Current
FluidInference Parakeet TDT CoreML
A 0.6B parameter multilingual automatic speech recognition model optimized for Core ML inference on Apple hardware with support for 25 European languages.
Signal
FluidInference Parakeet TDT CoreML · Hugging Face (FluidInference/parakeet-tdt-0.6b-v3-coreml) · 2026-03-15
Context
This entry represents a Core ML conversion of the NVIDIA Parakeet TDT 0.6B model. The conversion enables execution of the automatic speech recognition (ASR) pipeline on Apple Silicon devices without requiring cloud connectivity. The model is part of the FluidAudio ecosystem, which provides batch ASR services and utilizes this specific variant for its backend processing. The base architecture relies on NVIDIA NeMo libraries, specifically the Transducer and FastConformer components.
Relevance
The model addresses the demand for low-latency, privacy-preserving speech processing on edge devices. By converting a 0.6B parameter transformer to Core ML, it reduces memory footprint and inference latency on consumer hardware. Support for 25 European languages indicates a focus on regional multilingual capability rather than global coverage. The CC-BY-4.0 license allows for redistribution and modification, aligning with open infrastructure principles.
Current State
The model is hosted on Hugging Face with active download traffic exceeding 144,000 instances. The repository includes conversion scripts for reproducible Core ML generation and benchmark data for transcription accuracy. It is tagged as automatic-speech-recognition and hf-asr-leaderboard compatible. The model is designed for offline operation, removing dependency on external inference APIs.
Open Questions
- How does the Core ML conversion handle updates to the underlying NeMo architecture compared to PyTorch versions?

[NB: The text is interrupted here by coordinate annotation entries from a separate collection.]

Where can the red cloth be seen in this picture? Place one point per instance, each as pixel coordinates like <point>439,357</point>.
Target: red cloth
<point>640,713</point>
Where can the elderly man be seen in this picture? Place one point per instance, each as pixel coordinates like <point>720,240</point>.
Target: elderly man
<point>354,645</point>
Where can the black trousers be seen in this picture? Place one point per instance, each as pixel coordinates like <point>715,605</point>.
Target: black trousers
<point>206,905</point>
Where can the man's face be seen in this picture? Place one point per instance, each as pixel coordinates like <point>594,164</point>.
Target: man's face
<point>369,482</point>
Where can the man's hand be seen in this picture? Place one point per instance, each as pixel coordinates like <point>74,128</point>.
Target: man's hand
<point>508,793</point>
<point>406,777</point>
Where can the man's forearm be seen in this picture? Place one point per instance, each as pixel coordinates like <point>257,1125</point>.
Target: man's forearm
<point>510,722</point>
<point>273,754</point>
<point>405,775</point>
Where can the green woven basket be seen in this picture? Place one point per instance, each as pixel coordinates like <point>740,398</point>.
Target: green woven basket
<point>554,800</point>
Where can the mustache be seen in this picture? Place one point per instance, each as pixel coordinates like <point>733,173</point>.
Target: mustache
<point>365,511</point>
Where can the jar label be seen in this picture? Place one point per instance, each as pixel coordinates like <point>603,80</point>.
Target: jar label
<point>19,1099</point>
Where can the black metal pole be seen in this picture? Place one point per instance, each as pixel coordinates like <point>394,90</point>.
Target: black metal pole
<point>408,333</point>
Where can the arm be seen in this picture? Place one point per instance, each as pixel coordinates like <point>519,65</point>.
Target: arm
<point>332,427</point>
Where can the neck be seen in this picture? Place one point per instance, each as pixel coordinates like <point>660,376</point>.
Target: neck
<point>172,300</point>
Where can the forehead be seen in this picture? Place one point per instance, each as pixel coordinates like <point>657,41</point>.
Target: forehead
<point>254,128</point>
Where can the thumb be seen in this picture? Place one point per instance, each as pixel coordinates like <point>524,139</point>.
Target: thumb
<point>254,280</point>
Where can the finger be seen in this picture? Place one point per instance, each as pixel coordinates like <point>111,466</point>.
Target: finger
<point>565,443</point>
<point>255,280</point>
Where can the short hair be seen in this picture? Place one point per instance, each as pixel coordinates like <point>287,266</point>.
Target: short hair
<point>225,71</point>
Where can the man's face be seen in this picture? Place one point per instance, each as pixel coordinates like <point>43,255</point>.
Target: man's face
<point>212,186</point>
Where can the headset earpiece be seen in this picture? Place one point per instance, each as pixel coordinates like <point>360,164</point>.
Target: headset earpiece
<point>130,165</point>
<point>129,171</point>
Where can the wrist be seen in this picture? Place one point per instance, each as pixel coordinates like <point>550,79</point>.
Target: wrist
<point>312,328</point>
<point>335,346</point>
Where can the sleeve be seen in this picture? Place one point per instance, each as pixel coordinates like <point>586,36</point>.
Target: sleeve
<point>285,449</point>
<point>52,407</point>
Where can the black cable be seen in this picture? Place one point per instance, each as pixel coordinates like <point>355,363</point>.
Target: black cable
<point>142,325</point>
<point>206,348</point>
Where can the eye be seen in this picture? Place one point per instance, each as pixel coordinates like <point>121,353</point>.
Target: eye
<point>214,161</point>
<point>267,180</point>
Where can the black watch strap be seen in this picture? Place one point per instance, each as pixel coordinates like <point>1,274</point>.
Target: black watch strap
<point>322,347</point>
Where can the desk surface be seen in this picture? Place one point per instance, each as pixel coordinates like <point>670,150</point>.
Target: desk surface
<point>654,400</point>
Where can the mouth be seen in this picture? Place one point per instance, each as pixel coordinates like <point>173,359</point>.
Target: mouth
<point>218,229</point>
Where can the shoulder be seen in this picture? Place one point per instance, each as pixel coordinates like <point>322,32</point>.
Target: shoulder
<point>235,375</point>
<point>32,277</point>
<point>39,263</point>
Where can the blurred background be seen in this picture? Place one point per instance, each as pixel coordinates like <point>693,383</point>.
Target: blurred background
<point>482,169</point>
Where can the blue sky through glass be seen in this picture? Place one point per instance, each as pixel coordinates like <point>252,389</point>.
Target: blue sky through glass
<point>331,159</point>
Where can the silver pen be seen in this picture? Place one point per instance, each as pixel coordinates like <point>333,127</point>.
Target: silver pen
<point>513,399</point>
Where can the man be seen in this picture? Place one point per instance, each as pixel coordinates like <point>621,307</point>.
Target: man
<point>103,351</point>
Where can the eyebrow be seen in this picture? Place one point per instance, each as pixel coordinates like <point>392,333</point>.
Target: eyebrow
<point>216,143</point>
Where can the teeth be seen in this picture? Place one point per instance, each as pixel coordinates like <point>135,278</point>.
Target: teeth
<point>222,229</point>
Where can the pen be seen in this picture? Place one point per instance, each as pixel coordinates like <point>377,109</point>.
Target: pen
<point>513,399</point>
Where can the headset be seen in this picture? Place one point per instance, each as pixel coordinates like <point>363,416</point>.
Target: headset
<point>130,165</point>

- What is the maintenance cadence for the FluidAudio conversion scripts relative to upstream NVIDIA releases?
- How does performance scale across different Apple Silicon generations (M1 vs M3) regarding memory constraints?
- Can this model be integrated into existing agent frameworks (e.g., OpenClaw, CrewAI) for voice-first workflows?
Connections
This entry functions as a specific implementation within the local-inference-baseline circuit, demonstrating the shift toward ordinary local infrastructure for multimodal tasks. It operates alongside ollama and lm-studio as an alternative runtime for personal hardware, though specialized for audio rather than general text. The model lineage traces back to NVIDIA NeMo, distinguishing it from generic open-weight models by its specific optimization for transducer-based speech recognition.